BONSALL – A new exhibit of three different artists began on Nov. 1 and will run through Jan. 30, 2017. To celebrate and reconnect with old friends, there will be a reception on Saturday, Nov. 12, from 3 to 5. The Z and its artists look forward to seeing everyone.
Darlene Seale is an artist, illustrator, and surface designer. Her art is inspired by nature, an off-beat sense of humor, and living by faith. She has designed advertising products and publications for 12 years as a graphic designer. Her clients included realtors, non-profits, bridal, vineyards, sports industries, schools, authors, and musicians.
More recently, she began creating art for the illustration and surface design industry. Her work has appeared on a wide variety of useful products such as wall art, apparel, home goods, stationery, greeting cards, tech products, and textiles. Her work has also appeared in magazines and books.
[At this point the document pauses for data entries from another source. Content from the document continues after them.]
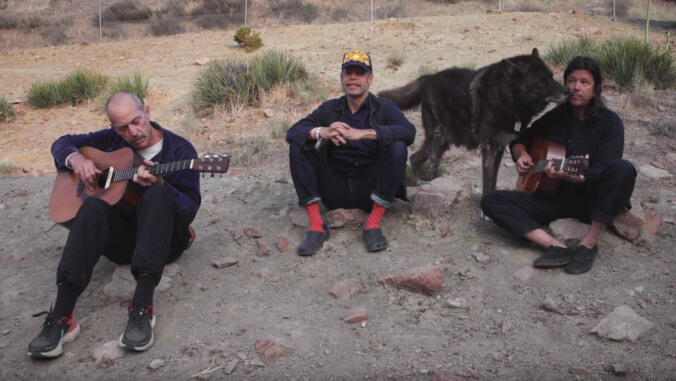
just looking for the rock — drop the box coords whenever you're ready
[194,57,209,65]
[472,252,490,263]
[276,237,289,253]
[225,359,238,374]
[608,363,628,376]
[549,218,589,241]
[591,305,654,341]
[91,341,124,368]
[325,208,367,228]
[411,177,463,217]
[254,338,294,362]
[379,265,443,296]
[328,278,361,300]
[440,221,450,237]
[212,257,238,269]
[443,296,469,309]
[257,241,271,256]
[288,208,309,228]
[569,366,589,376]
[343,308,368,324]
[513,266,533,282]
[644,209,661,236]
[148,358,165,370]
[243,227,262,238]
[638,165,672,180]
[232,228,245,241]
[541,296,564,314]
[613,200,645,241]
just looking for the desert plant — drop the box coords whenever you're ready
[301,3,319,23]
[0,159,21,174]
[234,27,263,52]
[287,74,332,106]
[0,96,15,122]
[193,60,258,113]
[330,7,349,22]
[146,16,185,36]
[39,19,72,46]
[596,38,676,90]
[250,50,308,91]
[99,0,152,24]
[544,37,597,67]
[27,81,66,108]
[191,0,246,16]
[387,52,405,70]
[61,69,109,105]
[105,70,150,102]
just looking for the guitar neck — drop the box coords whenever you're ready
[112,159,195,182]
[532,158,564,174]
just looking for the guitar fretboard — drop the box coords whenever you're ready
[112,160,194,182]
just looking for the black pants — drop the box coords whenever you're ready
[56,184,190,294]
[289,140,408,213]
[481,159,637,239]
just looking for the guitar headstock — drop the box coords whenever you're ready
[194,155,230,174]
[562,155,589,176]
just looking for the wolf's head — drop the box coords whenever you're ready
[501,48,566,118]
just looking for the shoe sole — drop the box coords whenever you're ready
[28,321,81,359]
[119,316,156,352]
[297,231,330,256]
[533,258,571,268]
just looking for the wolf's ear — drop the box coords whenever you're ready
[532,48,540,58]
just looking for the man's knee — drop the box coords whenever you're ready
[383,140,408,164]
[607,159,637,178]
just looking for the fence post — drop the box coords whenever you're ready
[371,0,373,22]
[98,0,102,43]
[245,0,248,27]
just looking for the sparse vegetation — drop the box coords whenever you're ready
[104,70,150,102]
[146,16,185,36]
[27,69,109,108]
[234,26,263,52]
[250,50,308,92]
[0,96,15,122]
[98,0,152,25]
[387,52,406,70]
[546,37,676,91]
[300,3,319,23]
[0,159,21,174]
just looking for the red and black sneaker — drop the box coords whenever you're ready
[119,303,156,351]
[27,311,80,358]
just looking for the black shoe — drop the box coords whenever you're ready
[27,311,80,358]
[297,225,330,256]
[533,246,574,268]
[565,245,599,275]
[119,303,156,351]
[364,228,388,252]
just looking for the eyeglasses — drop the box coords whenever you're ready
[342,51,371,68]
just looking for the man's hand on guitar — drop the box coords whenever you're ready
[544,159,585,184]
[515,154,533,176]
[134,159,165,187]
[69,153,101,191]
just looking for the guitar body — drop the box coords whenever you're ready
[49,147,135,224]
[516,138,566,196]
[49,146,230,225]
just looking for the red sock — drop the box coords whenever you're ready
[365,203,386,230]
[305,202,325,232]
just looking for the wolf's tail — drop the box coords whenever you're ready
[378,76,427,110]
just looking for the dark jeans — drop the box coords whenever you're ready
[481,159,637,239]
[289,140,408,213]
[56,184,190,294]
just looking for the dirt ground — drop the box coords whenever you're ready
[1,4,676,380]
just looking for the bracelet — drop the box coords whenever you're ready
[314,127,322,140]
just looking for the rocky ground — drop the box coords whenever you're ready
[1,2,676,380]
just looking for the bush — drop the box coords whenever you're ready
[146,16,185,36]
[596,38,676,90]
[100,0,152,22]
[105,70,150,102]
[330,7,349,22]
[191,0,246,16]
[250,50,308,91]
[0,96,15,122]
[301,3,319,23]
[234,27,263,53]
[544,37,597,67]
[39,19,72,46]
[27,69,109,108]
[387,52,405,70]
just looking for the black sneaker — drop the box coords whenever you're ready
[27,311,80,358]
[533,245,574,268]
[119,303,156,351]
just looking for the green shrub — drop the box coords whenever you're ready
[287,74,332,106]
[387,52,405,69]
[191,0,246,16]
[39,19,73,46]
[0,96,15,122]
[27,69,109,108]
[250,50,308,91]
[146,16,185,36]
[105,70,150,102]
[544,37,597,67]
[193,60,258,112]
[0,159,21,175]
[301,3,319,23]
[596,38,676,90]
[234,27,263,53]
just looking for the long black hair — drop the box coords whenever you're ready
[563,56,605,118]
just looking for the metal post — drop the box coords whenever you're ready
[612,0,616,18]
[499,0,502,12]
[371,0,373,22]
[244,0,248,27]
[98,0,102,43]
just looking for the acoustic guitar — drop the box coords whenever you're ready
[49,146,229,224]
[515,138,588,196]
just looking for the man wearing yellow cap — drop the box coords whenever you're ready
[286,51,416,255]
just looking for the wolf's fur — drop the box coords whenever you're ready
[379,48,566,195]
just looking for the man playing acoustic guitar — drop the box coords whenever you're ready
[481,56,636,275]
[28,92,201,358]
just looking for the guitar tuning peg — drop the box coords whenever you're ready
[210,173,215,178]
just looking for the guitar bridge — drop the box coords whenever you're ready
[97,167,115,190]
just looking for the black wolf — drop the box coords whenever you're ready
[379,48,566,195]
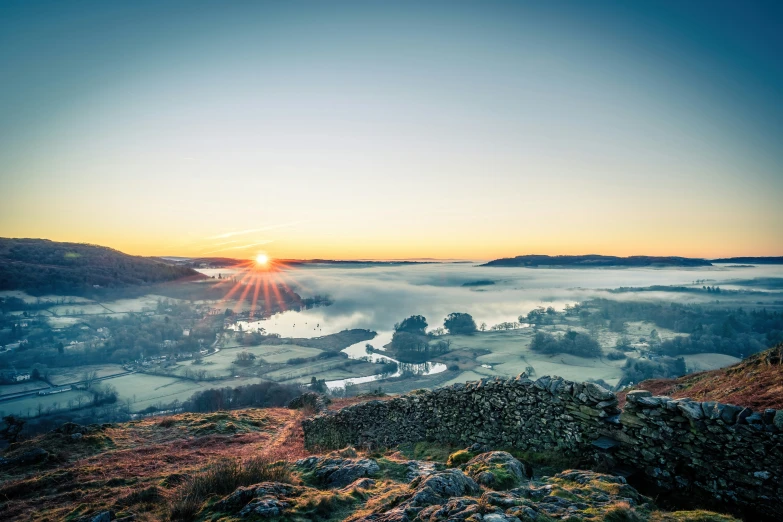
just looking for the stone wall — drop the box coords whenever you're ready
[303,375,619,454]
[603,389,783,518]
[303,375,783,518]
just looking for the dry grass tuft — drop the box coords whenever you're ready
[169,456,296,520]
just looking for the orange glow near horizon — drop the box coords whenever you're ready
[212,257,302,320]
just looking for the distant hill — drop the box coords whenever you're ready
[711,256,783,264]
[618,343,783,410]
[0,238,200,295]
[481,254,712,268]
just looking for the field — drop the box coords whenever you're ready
[682,353,741,373]
[47,364,127,385]
[108,374,207,411]
[0,390,86,417]
[0,381,49,397]
[441,329,627,387]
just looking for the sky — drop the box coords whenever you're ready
[1,0,781,260]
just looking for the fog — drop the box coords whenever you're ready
[228,263,783,337]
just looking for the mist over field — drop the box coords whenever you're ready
[218,264,783,335]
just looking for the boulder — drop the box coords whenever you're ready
[415,469,481,499]
[296,455,380,487]
[463,452,531,490]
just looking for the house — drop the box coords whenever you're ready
[15,373,31,382]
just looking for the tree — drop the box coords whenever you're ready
[0,415,25,443]
[394,315,428,335]
[479,322,487,332]
[233,351,256,366]
[444,313,477,335]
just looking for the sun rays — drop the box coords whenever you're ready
[210,256,305,320]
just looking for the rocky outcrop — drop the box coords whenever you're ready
[206,464,665,522]
[303,374,783,519]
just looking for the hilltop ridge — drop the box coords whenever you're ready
[481,255,712,268]
[0,238,201,295]
[618,343,783,410]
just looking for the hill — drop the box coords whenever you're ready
[711,256,783,264]
[618,343,783,410]
[0,238,200,295]
[0,404,740,522]
[481,254,712,268]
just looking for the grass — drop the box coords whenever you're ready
[169,456,297,520]
[446,449,474,467]
[0,407,304,521]
[649,511,740,522]
[397,441,453,462]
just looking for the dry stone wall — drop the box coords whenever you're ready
[304,375,619,453]
[603,389,783,518]
[303,375,783,518]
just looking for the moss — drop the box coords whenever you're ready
[376,457,409,482]
[551,487,580,502]
[506,449,580,473]
[446,449,474,467]
[397,441,453,462]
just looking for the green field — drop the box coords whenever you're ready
[442,330,627,387]
[0,390,87,417]
[48,364,127,385]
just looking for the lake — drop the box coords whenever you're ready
[204,263,782,389]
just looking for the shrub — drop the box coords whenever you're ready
[606,350,627,361]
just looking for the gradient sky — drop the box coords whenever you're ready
[1,1,781,260]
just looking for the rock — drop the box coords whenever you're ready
[71,432,84,440]
[736,407,753,424]
[416,469,481,499]
[720,404,742,424]
[483,514,521,522]
[340,478,376,492]
[754,471,771,480]
[676,401,704,421]
[583,382,615,402]
[91,512,112,522]
[239,498,288,517]
[625,390,652,403]
[214,482,300,513]
[773,410,783,431]
[463,452,531,490]
[1,447,49,467]
[417,497,479,521]
[296,455,381,487]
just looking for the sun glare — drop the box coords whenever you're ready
[255,253,269,266]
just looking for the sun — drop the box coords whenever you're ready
[255,253,269,266]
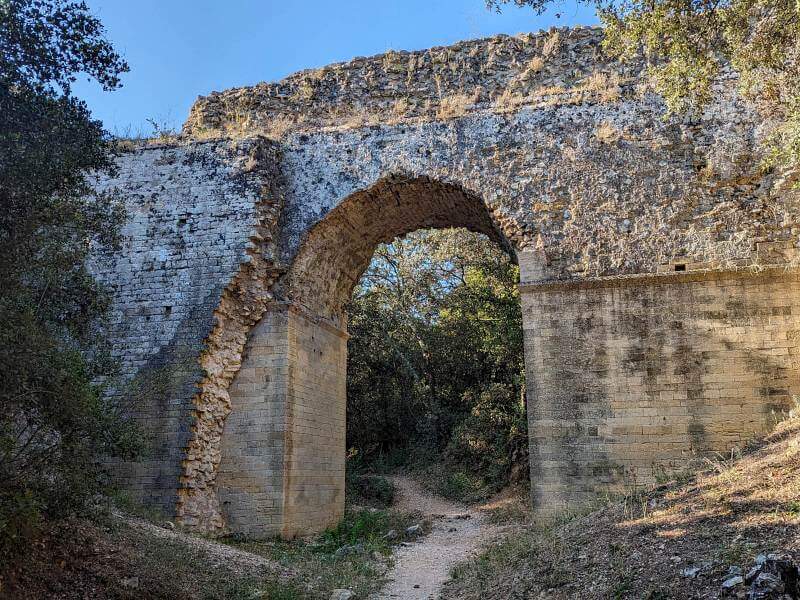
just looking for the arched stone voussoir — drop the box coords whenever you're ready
[282,173,519,328]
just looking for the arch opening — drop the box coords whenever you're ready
[284,175,517,329]
[195,173,800,541]
[217,175,522,538]
[345,226,526,501]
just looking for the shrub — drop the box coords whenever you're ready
[444,383,529,497]
[347,475,396,508]
[0,340,141,555]
[439,472,484,502]
[317,508,422,554]
[0,0,138,559]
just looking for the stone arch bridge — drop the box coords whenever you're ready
[91,26,800,538]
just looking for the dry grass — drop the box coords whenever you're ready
[493,67,626,114]
[595,120,623,144]
[0,515,298,599]
[533,84,567,98]
[189,111,308,141]
[492,88,524,110]
[542,30,561,58]
[526,56,545,76]
[0,503,426,600]
[443,415,800,599]
[337,106,383,129]
[112,133,182,153]
[258,114,301,139]
[391,97,410,119]
[516,56,545,85]
[112,137,146,153]
[184,63,627,138]
[502,56,547,99]
[492,83,569,112]
[436,92,477,120]
[581,71,623,103]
Because art heals and calms, she finds purpose in bringing color and works of hope to an increasingly chaotic and busy world.
Ray BenFatti, is a San Diego artist who has practiced his art from his earliest years until now. He has won many awards in high school and college. He and another Disney artist worked together painting faux surfaces and finishes, anything from aging wood to marble and wood. He has worked in many estates in Southern California and been sent to far flung places.
Now, after a long break, and in a new marriage, BenFatti has been encouraged to focus on his first passion of drawing and painting. His unique style begins by coloring gesso, adding sand, which produces a crackle to the canvas. BenFatti might add soft pastel, and then the drawing, and perhaps prisma colored pencils. By the time he adds the final glaze, he has often gone through nine different steps.
The show includes one of his first works, which is now 35 years old. It was sent back from the Del Mar Fair, because the judges thought he was too young to have produced the work without help.
Neill Ketchum will show her new horse series and new trees. The horses were a new technique called reductive printmaking – roll black over a piece of acetate, wipe out the image of the horse, print it, then add to this image with charcoal or ink or whatever. Or for a new look, one can photograph the image, put it in Photoshop and reverse the image so that there is a negative, and print that. What was once a white horse on black is now the opposite. Art is fun.